The news came after the Colombian government intervened in the more than seven-week strike that shut Drummond’s two mines and its port, Reuters reports.
According to the news agency, nobody from the Sintramienergetica union, which organised the strike, answered calls for comment.
On the Friday night though, union negotiator Cesar Flores reportedly said no official notification had been received from the government that it was ending the strike.
Natural gas trust plans
For years, West Virginia has put its trust in coal.

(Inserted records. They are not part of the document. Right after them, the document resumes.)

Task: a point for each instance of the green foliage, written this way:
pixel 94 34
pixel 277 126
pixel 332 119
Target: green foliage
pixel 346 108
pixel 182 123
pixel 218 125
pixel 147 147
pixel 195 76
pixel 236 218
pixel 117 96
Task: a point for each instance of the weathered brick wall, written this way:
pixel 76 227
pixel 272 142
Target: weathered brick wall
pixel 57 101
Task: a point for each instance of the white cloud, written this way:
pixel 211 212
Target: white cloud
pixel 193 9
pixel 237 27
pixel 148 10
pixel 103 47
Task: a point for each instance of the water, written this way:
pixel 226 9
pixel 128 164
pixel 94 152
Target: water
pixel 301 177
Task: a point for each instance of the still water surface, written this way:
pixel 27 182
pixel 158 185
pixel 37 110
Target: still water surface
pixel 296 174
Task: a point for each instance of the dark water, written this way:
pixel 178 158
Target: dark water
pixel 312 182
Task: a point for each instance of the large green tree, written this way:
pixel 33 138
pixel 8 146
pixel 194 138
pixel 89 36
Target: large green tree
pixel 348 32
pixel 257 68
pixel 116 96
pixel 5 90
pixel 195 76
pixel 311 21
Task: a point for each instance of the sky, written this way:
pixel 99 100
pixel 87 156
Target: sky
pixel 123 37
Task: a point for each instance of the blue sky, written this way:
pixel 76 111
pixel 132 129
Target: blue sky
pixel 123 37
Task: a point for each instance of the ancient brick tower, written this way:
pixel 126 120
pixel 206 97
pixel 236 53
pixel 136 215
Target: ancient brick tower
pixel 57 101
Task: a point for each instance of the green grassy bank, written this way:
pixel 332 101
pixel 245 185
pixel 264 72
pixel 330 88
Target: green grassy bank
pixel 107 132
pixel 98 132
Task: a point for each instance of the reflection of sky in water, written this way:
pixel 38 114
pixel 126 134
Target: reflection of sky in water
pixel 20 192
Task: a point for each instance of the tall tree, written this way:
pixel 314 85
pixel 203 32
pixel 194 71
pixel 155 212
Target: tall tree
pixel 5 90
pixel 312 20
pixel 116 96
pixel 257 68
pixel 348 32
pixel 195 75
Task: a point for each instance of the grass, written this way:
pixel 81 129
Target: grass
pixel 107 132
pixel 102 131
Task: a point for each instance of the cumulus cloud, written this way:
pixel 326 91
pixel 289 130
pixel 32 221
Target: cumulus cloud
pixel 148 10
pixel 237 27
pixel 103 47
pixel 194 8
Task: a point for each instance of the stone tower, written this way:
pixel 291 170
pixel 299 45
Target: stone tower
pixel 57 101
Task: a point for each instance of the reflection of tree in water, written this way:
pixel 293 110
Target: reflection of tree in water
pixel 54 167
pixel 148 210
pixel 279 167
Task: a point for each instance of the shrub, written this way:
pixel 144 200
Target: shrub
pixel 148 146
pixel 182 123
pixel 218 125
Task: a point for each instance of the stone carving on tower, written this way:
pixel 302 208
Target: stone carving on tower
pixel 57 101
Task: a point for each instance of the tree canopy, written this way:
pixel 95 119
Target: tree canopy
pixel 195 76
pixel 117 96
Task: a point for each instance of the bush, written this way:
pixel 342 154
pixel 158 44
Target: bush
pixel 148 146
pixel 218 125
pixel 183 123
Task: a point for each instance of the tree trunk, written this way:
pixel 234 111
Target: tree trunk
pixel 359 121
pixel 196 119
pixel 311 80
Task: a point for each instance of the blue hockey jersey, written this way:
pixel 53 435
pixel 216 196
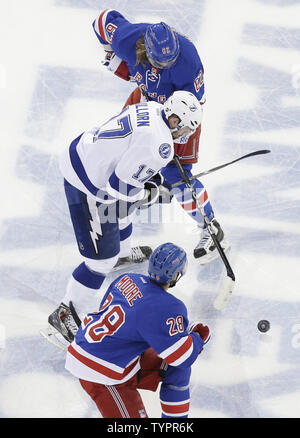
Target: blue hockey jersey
pixel 118 34
pixel 135 314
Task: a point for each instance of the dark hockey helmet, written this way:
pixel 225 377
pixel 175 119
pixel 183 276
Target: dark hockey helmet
pixel 166 261
pixel 162 45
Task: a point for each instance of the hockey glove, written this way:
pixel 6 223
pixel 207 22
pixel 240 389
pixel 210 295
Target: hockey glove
pixel 115 64
pixel 152 194
pixel 202 330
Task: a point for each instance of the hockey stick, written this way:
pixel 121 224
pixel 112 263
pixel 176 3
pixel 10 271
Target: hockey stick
pixel 223 297
pixel 206 172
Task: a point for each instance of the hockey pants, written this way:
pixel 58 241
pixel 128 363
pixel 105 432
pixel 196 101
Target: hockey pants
pixel 125 401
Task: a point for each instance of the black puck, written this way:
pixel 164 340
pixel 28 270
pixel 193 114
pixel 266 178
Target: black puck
pixel 263 325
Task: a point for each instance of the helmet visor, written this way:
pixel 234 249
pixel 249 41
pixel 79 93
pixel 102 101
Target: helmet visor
pixel 162 64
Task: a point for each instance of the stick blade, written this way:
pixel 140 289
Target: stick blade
pixel 225 294
pixel 53 337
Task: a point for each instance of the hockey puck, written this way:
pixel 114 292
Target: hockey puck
pixel 263 325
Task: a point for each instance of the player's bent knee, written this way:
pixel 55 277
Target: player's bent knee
pixel 102 266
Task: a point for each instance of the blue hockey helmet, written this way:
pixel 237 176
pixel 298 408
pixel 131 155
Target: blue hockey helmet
pixel 165 262
pixel 162 45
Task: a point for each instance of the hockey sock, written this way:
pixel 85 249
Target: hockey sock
pixel 184 197
pixel 125 239
pixel 81 289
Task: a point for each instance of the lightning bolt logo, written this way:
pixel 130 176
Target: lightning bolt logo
pixel 95 223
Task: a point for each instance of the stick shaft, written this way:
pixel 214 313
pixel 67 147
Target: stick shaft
pixel 206 172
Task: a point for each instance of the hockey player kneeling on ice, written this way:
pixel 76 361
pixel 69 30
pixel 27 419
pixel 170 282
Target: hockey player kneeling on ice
pixel 140 337
pixel 108 173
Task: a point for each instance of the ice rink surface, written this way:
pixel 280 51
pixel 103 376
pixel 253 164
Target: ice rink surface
pixel 53 87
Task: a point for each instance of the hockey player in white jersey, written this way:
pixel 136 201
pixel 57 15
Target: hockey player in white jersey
pixel 108 171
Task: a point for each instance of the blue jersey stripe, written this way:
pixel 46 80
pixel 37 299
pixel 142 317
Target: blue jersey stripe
pixel 79 169
pixel 123 188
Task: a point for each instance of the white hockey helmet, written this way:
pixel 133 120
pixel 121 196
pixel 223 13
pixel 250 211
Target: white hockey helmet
pixel 187 107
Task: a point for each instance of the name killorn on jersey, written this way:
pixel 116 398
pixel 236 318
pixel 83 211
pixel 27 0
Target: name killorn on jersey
pixel 142 116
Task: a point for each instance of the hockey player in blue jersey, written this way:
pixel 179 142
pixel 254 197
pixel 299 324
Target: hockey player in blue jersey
pixel 160 61
pixel 140 336
pixel 108 173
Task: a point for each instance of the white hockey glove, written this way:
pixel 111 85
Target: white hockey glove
pixel 111 61
pixel 151 196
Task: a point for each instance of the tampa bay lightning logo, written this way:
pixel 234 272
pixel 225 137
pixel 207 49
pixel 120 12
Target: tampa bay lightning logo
pixel 165 150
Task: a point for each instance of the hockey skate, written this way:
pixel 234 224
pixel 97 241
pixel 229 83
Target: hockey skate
pixel 138 254
pixel 206 250
pixel 63 325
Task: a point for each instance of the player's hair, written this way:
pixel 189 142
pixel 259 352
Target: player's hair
pixel 141 54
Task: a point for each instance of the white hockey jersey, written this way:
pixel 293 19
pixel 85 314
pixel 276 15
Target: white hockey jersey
pixel 114 160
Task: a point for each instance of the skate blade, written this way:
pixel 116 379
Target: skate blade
pixel 214 254
pixel 51 334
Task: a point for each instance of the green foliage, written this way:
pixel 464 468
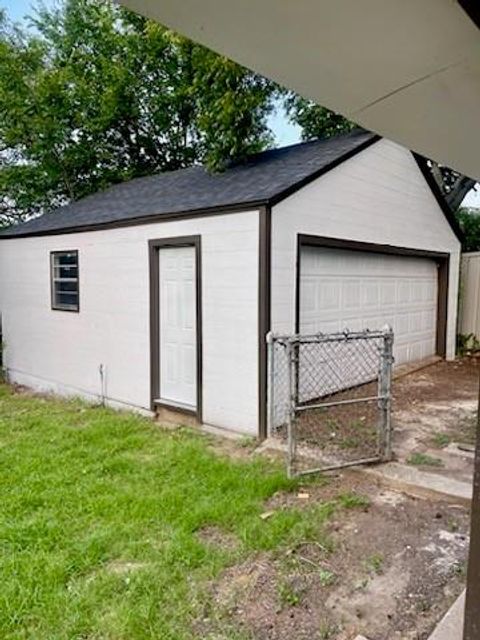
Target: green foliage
pixel 315 121
pixel 467 343
pixel 441 440
pixel 97 94
pixel 100 518
pixel 374 563
pixel 469 221
pixel 424 460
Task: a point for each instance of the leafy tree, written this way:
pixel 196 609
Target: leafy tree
pixel 96 94
pixel 469 221
pixel 314 120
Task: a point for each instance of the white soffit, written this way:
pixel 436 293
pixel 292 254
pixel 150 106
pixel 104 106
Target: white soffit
pixel 408 69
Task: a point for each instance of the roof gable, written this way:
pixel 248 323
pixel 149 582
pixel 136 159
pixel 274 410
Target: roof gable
pixel 264 178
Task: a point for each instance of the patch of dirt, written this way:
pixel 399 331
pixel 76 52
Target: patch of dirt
pixel 441 382
pixel 123 567
pixel 434 407
pixel 395 568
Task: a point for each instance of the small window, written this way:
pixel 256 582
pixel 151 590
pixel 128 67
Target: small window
pixel 64 278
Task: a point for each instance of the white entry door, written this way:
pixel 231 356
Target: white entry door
pixel 359 290
pixel 178 326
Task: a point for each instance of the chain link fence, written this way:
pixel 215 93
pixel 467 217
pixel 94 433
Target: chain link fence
pixel 330 397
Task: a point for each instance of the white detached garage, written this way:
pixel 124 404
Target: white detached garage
pixel 157 294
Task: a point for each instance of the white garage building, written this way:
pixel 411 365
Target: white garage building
pixel 159 292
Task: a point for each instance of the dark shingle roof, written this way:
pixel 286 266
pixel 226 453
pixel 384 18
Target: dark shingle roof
pixel 262 178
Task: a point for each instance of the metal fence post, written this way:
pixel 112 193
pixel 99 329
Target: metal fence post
pixel 385 393
pixel 270 383
pixel 291 387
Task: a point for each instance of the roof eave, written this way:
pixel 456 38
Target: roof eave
pixel 422 163
pixel 282 195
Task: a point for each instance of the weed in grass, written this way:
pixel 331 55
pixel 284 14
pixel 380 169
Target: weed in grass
pixel 288 594
pixel 441 440
pixel 248 442
pixel 327 577
pixel 327 631
pixel 423 459
pixel 374 563
pixel 352 500
pixel 459 569
pixel 453 525
pixel 100 518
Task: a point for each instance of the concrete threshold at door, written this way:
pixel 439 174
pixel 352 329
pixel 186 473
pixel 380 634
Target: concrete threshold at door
pixel 421 484
pixel 451 626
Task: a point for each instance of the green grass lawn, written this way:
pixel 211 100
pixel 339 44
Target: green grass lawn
pixel 99 520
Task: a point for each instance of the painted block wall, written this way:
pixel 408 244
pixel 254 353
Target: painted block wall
pixel 61 351
pixel 378 196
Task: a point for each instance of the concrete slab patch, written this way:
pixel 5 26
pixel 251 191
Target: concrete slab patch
pixel 451 626
pixel 421 483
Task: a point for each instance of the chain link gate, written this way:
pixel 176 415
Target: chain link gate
pixel 329 398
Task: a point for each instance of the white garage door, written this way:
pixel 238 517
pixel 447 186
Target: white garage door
pixel 359 290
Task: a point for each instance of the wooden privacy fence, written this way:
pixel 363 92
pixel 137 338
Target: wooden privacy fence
pixel 469 311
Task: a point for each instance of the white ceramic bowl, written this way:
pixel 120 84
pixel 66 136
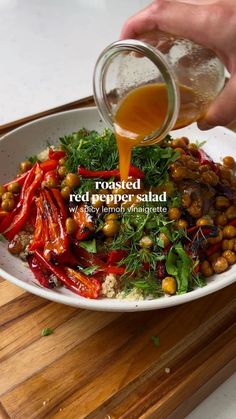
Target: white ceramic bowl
pixel 30 140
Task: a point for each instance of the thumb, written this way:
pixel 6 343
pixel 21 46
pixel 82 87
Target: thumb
pixel 223 109
pixel 186 20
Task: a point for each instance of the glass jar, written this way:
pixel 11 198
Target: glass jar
pixel 192 75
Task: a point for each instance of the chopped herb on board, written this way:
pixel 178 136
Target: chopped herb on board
pixel 47 331
pixel 155 340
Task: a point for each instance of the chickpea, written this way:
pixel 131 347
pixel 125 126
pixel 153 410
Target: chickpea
pixel 168 285
pixel 7 195
pixel 112 216
pixel 174 214
pixel 72 180
pixel 192 164
pixel 178 173
pixel 195 209
pixel 185 139
pixel 204 221
pixel 8 204
pixel 203 168
pixel 181 223
pixel 206 269
pixel 231 212
pixel 96 203
pixel 62 171
pixel 178 142
pixel 164 238
pixel 65 192
pixel 51 183
pixel 2 191
pixel 229 232
pixel 229 161
pixel 228 244
pixel 229 256
pixel 186 200
pixel 62 161
pixel 71 225
pixel 25 166
pixel 221 220
pixel 215 256
pixel 180 150
pixel 14 187
pixel 110 203
pixel 217 239
pixel 111 228
pixel 169 188
pixel 210 178
pixel 225 173
pixel 103 191
pixel 220 265
pixel 119 191
pixel 222 202
pixel 146 242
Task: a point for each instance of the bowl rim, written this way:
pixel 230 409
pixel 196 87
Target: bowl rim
pixel 106 304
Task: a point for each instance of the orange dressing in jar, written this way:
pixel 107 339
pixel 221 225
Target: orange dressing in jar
pixel 142 112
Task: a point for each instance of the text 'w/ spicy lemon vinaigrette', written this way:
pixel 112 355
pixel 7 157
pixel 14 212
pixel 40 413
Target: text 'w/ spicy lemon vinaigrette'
pixel 143 92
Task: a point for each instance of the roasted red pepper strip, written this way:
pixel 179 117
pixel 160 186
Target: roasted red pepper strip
pixel 60 202
pixel 21 212
pixel 89 259
pixel 19 179
pixel 213 249
pixel 48 165
pixel 57 242
pixel 56 154
pixel 41 274
pixel 53 176
pixel 107 174
pixel 38 240
pixel 87 287
pixel 116 256
pixel 84 221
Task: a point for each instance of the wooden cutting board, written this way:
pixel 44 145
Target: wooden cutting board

Now the beleaguered coal mining state is turning its eyes to a natural gas trust fund to provide for it into the future.
According to the Associated Press, West Virginia senate president Jeff Kessler wants to create an oil and natural gas trust fund to support core government functions decades from now.
He said the previous generation missed out on creating a permanent fund based on coal severance tax revenues.
“Had we had the good sense to put a few cents aside of every ton of coal … that has come out of our ground, we’d probably be the richest state in the union instead of, in many respects, the poorest,”AP quoted Kessler as saying.
Coal price squeeze
Canada’s coal industry is remaining cautiously optimistic for its future, but accepts it is going to have some short-term pain due to oversupply and low prices, the Vancouver Sun reports.
It quotes Walter Energy vice-president of Canadian operations Tony Meyers as saying the near future will be all about “cost control”
Being low cost was the key theme for the four companies delivering presentations at the recent Coal Association of Canada coal conference.
Teck executive vice-president Ian Kilgour told the conference the miner was part-way through its own program to reduce operating costs at its operations.